Solve the following systems of equations:
$
  \dfrac{5}{{x - 1}} + \dfrac{1}{{y - 2}} = 2 \\
  \dfrac{6}{{x - 1}} - \dfrac{3}{{y - 2}} = 1 \\
$

Answer 1

Hint: In this question let $\dfrac{1}{{x - 1}} = a{\text{ and }}\dfrac{1}{{y - 2}} = b$ and simplify this to get two linear equations in variables of a and b, then solve to get the value of a and later substitute it back into one of the equation obtained between a and b to get the value of b. Then since x is earlier computed in terms of a and y is computed in terms of b only, so when a is known and b is known hence x and y can be taken out.

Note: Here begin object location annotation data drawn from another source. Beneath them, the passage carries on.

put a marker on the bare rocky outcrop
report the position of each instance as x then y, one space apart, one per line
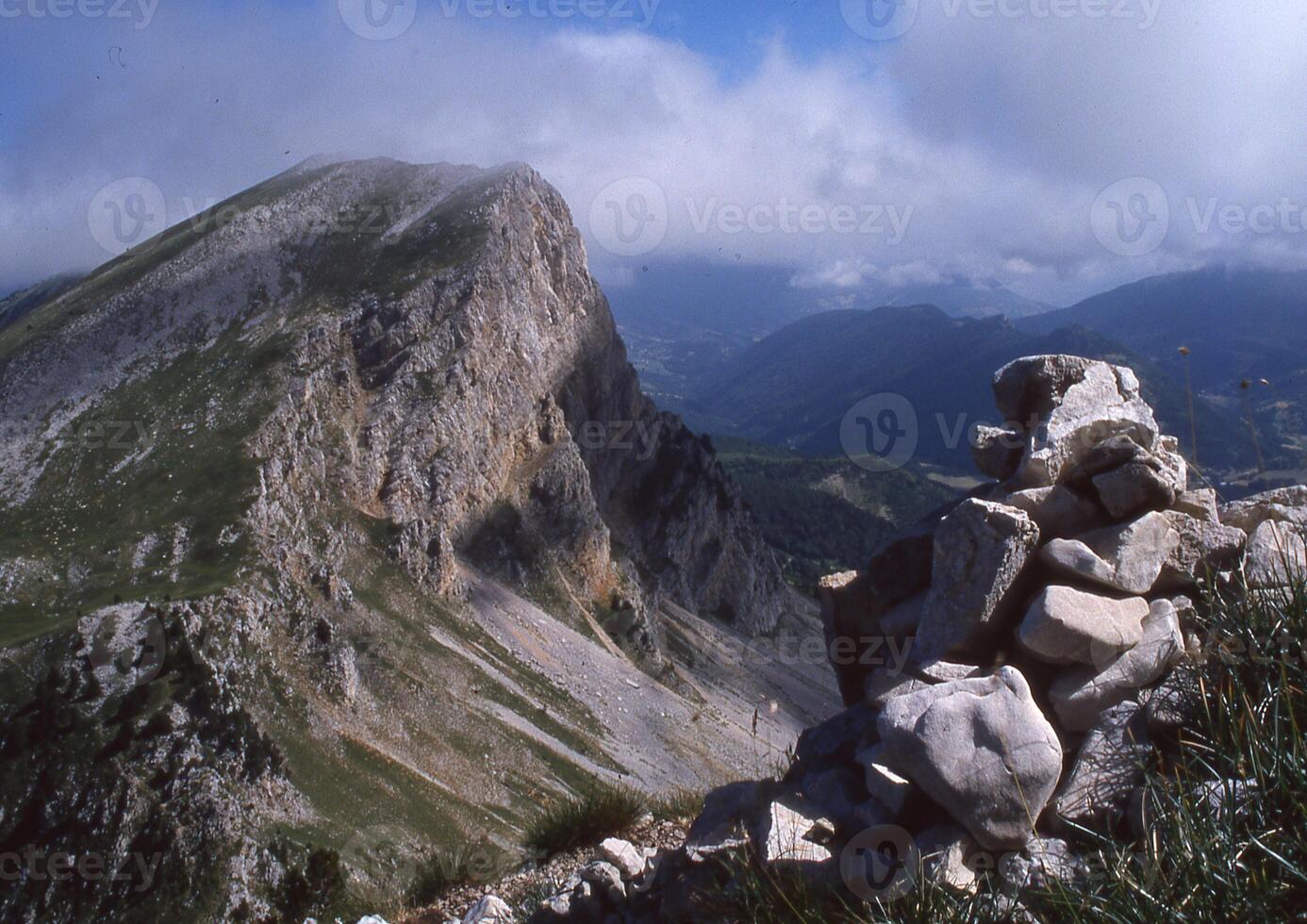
1067 656
400 493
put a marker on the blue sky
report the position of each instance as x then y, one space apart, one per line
1053 146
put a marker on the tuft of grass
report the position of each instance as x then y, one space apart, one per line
444 869
585 819
677 805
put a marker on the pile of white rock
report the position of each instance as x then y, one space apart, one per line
1049 628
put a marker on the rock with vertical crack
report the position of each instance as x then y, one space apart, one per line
982 749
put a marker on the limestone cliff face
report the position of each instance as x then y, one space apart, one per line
480 396
339 485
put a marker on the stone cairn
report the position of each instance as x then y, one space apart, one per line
1047 628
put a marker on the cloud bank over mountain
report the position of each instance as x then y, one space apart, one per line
1166 138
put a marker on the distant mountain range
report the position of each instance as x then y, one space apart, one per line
1239 327
795 387
21 304
680 319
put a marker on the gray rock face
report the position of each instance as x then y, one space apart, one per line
1201 504
982 749
622 855
1043 864
490 910
836 738
1077 404
1285 504
979 552
998 450
1081 697
723 823
945 850
883 784
1111 764
1069 626
1205 548
1057 511
1277 555
1172 702
1126 558
787 830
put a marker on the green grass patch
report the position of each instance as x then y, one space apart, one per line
585 819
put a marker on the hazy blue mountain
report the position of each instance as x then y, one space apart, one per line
795 387
25 301
683 318
1239 325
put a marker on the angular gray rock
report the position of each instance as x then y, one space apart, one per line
1151 483
1077 404
1205 548
1174 702
945 851
883 784
979 552
1201 504
836 738
1126 558
1276 555
1034 386
1057 511
622 855
998 451
490 910
1069 626
1110 765
885 683
791 830
982 749
1080 697
1043 864
723 823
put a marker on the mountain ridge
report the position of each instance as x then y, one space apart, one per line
357 511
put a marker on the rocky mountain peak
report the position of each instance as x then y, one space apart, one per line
355 464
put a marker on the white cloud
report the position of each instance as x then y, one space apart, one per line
972 145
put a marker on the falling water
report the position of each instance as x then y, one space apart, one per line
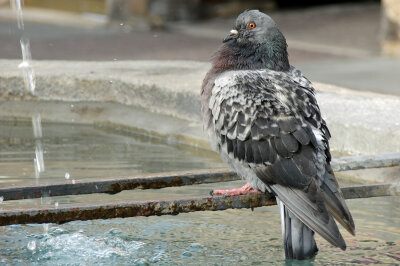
30 84
27 69
37 133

Complete step-by-step answer:
 Let,
$\dfrac{1}{{x - 1}} = a$.................. (1)
And
$\dfrac{1}{{y - 2}} = b$..................... (2)
So the system of equation becomes
$ \Rightarrow 5a + b = 2$................... (3)
$ \Rightarrow 6a - 3b = 1$................... (4)
Now multiply by 3 in equation (3) and add in equation (4) we have,
$ \Rightarrow 3\left( {5a + b} \right) + \left( {6a - 3b} \right) = 3\left( 2 \right) + 1$
Now simplify the above equation we have,
$ \Rightarrow 15a + 3b + 6a - 3b = 6 + 1$
$ \Rightarrow 21a = 7$
$ \Rightarrow a = \dfrac{7}{{21}} = \dfrac{1}{3}$
Now substitute the value of (a) in equation (3) we have,
$ \Rightarrow 5\left( {\dfrac{1}{3}} \right) + b = 2$
$ \Rightarrow b = 2 - \dfrac{5}{3} = \dfrac{{6 - 5}}{3} = \dfrac{1}{3}$
Now substitute the value of (a) and (b) in equation (1) and (2) we have,
$ \Rightarrow \dfrac{1}{{x - 1}} = \dfrac{1}{3}{\text{ and }}\dfrac{1}{{y - 2}} = \dfrac{1}{3}$
$ \Rightarrow x - 1 = 3$
$ \Rightarrow x = 3 + 1 = 4$
And
$ \Rightarrow y - 2 = 3$
$ \Rightarrow y = 3 + 2 = 5$
So the solution of the given system of equations is
$ \Rightarrow \left( {x,y} \right) = \left( {4,5} \right)$
So this is the required answer.

Note – The trick point here was the substitution in the starting phase of the solution the reason behind it was if this would not have done we would be getting a two different equations in terms of some xy terms, which can’t be solved to get the values of x and y, that why the aim was to break the problem into smaller subdivision.